Below is a graph showing, bottom up, the Base64 re-encoding outcome for each ASCII-readable character and digit. Each color represents the encoding distance to ‘V’: blue – four encoding iterations; green – three encoding iterations; yellow – two encoding iterations; orange – one encoding iteration. For instance, it takes four encoding iterations to get to ‘V’ from ‘k’ (k->a->Y->W->V) and two iterations from ‘P’ (P->U->V). Overall, the minimal number of iterations getting to ‘V’ is, of course, 0 (‘V’->’V’ J) while the maximum number of iterations is 5 (for instance, starting with the 128 ASCII char ->w->d->Z->W->V ).
After the ‘V’ in the prefix is set, more encodings will result in longer fixed prefixes. We tested all the available characters and saw that it takes at most two more encodings to get the next prefix character “m”, and at most two more encodings to get the next character “0”.
Before going forward to longer prefixes let’s try to understand why this phenomenon happens. We take the string ‘Vm0’ and encode it using Base64:
What happened here is that the first 6-bits of ‘V’ in its 8-bit representation are exactly its 6-bit representation.
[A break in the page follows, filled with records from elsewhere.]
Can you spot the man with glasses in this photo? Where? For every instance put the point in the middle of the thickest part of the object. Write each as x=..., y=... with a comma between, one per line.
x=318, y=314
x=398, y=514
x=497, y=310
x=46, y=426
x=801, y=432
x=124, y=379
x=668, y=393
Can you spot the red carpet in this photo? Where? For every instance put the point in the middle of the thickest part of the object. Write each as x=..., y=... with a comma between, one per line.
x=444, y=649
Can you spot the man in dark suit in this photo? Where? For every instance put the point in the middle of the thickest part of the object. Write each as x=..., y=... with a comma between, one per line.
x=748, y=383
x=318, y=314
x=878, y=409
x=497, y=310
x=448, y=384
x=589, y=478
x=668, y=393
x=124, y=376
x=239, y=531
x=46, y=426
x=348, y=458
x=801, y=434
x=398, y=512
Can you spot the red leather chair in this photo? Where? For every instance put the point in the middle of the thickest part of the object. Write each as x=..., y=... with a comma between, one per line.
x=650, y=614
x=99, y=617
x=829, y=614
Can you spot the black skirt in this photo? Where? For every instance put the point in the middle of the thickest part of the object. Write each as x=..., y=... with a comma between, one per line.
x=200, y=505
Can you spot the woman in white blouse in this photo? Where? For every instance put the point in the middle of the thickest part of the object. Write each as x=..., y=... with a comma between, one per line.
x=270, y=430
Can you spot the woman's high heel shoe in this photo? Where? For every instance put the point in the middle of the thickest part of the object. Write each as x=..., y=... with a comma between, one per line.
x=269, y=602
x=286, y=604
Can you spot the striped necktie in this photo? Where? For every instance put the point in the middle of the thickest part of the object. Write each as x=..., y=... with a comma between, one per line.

Now, taking the extra 2-bits from its 8-bits representation and adding the first 4-bits of the representation of ‘m’ in 8-bits gives exactly the 6-bits representation of ‘m’. The same logic goes with the representation of ‘0’. Note that we are left a remaining 6-bits, which is the representation of ‘w’ in 6-bits. Meaning that what makes the ‘Vm0’ prefix special is that its 8-bits representation is similar to its 6-bits representation.
Inflation of the prefix
It is noteworthy that after encoding the first three letters of the fixed prefix, there is a leftover of 6-bits. These 6-bits will determine the next letter of the prefix. In fact, for every three letters added to the fixed prefix, after encoding there are an extra 6-bits left which will determine an extra character of the prefix. This means that the fixed prefix will inflate in each extra encoding by the number of letters in the prefix, divided by three. For example, if there are nine characters in the fixed prefix, then after another encoding there will be twelve characters in the fixed prefix.